Ero stato pessimista nell’appuntare una simile massima nel mio diario. Così pessimista da rasentare il realismo più spudorato: ero convinto, lo ero con fermezza, che nel mio caso, nella mia vita, quella sorta di amarezza sempre in agguato fosse l’unica verità suprema.
C’è del dolore anche alla fine del bellissimo, dello stupendo. Una beffa.
Ero stato pessimista e preciso: chi poteva avere dubbi sull’appartenenza di quegli occhi blu?
Io mi credevo in disgrazia, per gli altri ero fortunato. Quelle parole, “Elio è fortunato”, erano state almeno una volta sulla bocca di tutti: erano state sulla bocca della compagnia che non volevo di ragazzi del paese; erano state sulla bocca dei miei genitori quando volevano lodarsi; erano state sulla bocca di Mafalda quando facevo di testa mia senza venire rimproverato ed erano state sulla bocca di Oliver.
C’ero stato anche io su quella bocca. C’ero stato per tutta la notte e ancora non ne ero sazio. Era una droga, una dipendenza come la sigaretta che ti fumi quando esci la sera perché se non ora, quando?
Avrei dovuto annotare nel mio diario anche che quando baci qualcuno così tanto da sentire che come il respiro manca a te manca a lui e per questo il fiato ti si accorcia ancor di più, perché se lui non ha ossigeno nemmeno tu ne hai, perché quella persona è al contempo un complemento di te stesso, è te ed anche la tua aria, ecco, sai che la tua fine è ancor più vicina.
Oliver avrebbe apprezzato sapere quale musa era per me? Riusciva ad immaginare l’entità di ciò che arrivavo a comprendere grazie a lui?
Non so nulla. Non so nulla delle cose importanti. Sai quali cose.
Un po’ ora le sapevo.
Il letto singhiozzò sotto il nostro peso a un minimo movimento della gamba di Oliver fra le mie. Sentii il suo piede morbido sul polpaccio e rabbrividii mentre un refolo di aria calda insinuatosi dalla finestra mi solleticava i ricci. Eravamo sdraiati, immobili come non lo eravamo stati per tutta la notte.

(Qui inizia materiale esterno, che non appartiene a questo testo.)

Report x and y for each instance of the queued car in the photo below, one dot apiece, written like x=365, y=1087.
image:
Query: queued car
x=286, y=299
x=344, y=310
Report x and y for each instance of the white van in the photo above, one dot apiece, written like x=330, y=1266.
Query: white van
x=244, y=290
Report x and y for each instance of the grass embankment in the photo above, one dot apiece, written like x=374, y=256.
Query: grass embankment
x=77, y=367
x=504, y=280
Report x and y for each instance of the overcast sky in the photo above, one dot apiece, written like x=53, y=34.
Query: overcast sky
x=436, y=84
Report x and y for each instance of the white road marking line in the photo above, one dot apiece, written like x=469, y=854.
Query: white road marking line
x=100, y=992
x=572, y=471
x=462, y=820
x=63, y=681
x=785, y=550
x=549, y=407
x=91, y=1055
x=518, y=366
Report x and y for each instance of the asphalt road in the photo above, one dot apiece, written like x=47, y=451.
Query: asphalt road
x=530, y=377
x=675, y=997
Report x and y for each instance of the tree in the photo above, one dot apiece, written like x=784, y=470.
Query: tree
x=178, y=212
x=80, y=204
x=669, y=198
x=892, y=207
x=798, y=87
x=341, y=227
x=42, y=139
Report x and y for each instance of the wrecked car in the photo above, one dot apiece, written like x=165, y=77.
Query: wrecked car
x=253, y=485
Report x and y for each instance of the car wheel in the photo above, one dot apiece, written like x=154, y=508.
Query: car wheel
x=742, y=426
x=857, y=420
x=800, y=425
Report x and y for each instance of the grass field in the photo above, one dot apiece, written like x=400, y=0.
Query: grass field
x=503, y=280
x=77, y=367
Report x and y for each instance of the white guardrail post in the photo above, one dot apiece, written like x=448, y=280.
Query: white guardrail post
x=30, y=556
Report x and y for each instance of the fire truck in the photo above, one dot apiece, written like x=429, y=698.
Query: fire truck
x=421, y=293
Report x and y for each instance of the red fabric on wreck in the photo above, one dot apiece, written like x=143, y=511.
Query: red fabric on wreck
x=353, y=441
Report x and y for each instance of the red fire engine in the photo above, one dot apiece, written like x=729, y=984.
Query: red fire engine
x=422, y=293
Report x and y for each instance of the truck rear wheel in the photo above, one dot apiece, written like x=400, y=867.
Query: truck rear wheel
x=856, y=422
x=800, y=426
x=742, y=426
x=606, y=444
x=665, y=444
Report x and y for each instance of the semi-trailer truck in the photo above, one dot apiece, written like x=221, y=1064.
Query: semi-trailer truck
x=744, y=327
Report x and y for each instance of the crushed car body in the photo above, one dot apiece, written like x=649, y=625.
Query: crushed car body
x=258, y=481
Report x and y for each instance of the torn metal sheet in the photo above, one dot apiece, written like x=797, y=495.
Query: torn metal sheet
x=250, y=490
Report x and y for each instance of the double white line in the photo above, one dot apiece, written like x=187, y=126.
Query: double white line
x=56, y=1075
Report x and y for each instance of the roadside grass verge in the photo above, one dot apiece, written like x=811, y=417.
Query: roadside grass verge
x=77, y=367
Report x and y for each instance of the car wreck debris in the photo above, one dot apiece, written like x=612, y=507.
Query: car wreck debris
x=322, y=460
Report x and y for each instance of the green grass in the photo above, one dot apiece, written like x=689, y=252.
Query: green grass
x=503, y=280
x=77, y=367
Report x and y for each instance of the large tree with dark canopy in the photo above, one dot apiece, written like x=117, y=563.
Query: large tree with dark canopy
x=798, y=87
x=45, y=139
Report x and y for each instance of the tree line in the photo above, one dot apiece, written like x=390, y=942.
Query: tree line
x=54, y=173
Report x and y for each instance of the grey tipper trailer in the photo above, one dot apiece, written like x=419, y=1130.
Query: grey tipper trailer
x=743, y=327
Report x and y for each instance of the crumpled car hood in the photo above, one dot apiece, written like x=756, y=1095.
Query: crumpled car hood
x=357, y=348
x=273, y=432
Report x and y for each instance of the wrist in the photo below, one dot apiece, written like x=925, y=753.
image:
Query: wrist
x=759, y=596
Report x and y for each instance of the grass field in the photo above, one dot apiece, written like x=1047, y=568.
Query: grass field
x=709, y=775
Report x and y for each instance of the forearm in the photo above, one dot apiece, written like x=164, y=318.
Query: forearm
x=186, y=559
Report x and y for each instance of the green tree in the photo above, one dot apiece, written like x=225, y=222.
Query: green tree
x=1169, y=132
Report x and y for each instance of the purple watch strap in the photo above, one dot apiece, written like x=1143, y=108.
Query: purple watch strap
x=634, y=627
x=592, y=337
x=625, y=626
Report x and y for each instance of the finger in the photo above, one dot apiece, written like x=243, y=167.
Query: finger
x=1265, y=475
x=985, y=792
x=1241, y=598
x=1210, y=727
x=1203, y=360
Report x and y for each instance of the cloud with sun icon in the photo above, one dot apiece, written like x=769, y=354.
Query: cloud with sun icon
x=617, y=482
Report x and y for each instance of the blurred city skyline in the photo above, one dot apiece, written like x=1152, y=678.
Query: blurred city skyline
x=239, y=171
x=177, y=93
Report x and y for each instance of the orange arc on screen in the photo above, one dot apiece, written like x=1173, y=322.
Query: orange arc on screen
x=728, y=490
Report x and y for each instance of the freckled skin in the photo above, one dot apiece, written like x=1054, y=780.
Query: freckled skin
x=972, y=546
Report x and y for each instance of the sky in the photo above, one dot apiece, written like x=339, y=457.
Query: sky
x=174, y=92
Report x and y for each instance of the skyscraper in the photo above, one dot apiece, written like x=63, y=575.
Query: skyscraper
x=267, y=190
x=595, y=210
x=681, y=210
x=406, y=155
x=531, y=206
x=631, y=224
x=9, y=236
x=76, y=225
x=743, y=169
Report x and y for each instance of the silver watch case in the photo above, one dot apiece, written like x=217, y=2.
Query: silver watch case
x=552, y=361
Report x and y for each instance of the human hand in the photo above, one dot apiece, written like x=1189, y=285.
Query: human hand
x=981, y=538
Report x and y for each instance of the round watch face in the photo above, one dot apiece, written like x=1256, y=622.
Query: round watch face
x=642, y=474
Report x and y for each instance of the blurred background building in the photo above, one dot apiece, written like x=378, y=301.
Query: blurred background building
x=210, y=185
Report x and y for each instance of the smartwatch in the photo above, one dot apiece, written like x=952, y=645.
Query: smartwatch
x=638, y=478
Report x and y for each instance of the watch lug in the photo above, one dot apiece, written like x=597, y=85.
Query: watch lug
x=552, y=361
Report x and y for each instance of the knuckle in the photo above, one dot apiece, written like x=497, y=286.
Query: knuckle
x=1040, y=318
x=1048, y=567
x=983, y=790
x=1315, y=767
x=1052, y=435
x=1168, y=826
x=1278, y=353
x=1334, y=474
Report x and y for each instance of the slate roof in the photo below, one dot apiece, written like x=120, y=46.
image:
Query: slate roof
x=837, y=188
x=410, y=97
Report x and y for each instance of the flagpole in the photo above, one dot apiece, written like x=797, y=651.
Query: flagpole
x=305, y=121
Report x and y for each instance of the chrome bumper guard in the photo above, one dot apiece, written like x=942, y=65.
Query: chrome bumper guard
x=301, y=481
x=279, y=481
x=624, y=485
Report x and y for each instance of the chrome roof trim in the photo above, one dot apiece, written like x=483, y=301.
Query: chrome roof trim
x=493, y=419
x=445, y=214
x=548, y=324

Il letto era così provato a causa nostra? Immaginai come giustificare a mio padre il sovrapprezzo dovuto al costo di riparazione e per poco risi.
Almeno io ero riuscito a trattenerli i singhiozzi e i gemiti, quella notte.
Avevo caldo e le dita di Oliver erano calde, ma sulla mia pelle bollente sembravano quasi riuscire a rinfrescarla tanto era il sollievo che mi davano, come delle gocce d’acqua che ti colano sul viso quando ti sei rovesciato una bottiglia sulla testa per placare l’infernale calura estiva.
Avevo il suo indice sulle labbra. Fra le labbra, perché le chiusi per dispetto dopo aver tenuto la bocca socchiusa affinché mi toccasse come sembrava voler fare con gli efebi che lo avevo visto catalogare insieme a mio padre, quando ancora eravamo a Crema.
Dopo la protesta dei suoi occhi, induriti e di colpo affilati come lame quasi avessi interrotto un’importante ricerca di cui stava per trarre le conclusioni, tornai ad ammorbidire la curva delle labbra e le schiusi. Non era servita una parola: avevo ubbidito a ciò che pensavo, a ciò che ero certo desiderasse.
Avevo l’altra mano di Oliver un poco tra i capelli, un poco sulla guancia. Solleticava i miei zigomi, il pollice mi carezzava la gola. Gli sfioravo il viso a mia volta. I miei occhi nei suoi.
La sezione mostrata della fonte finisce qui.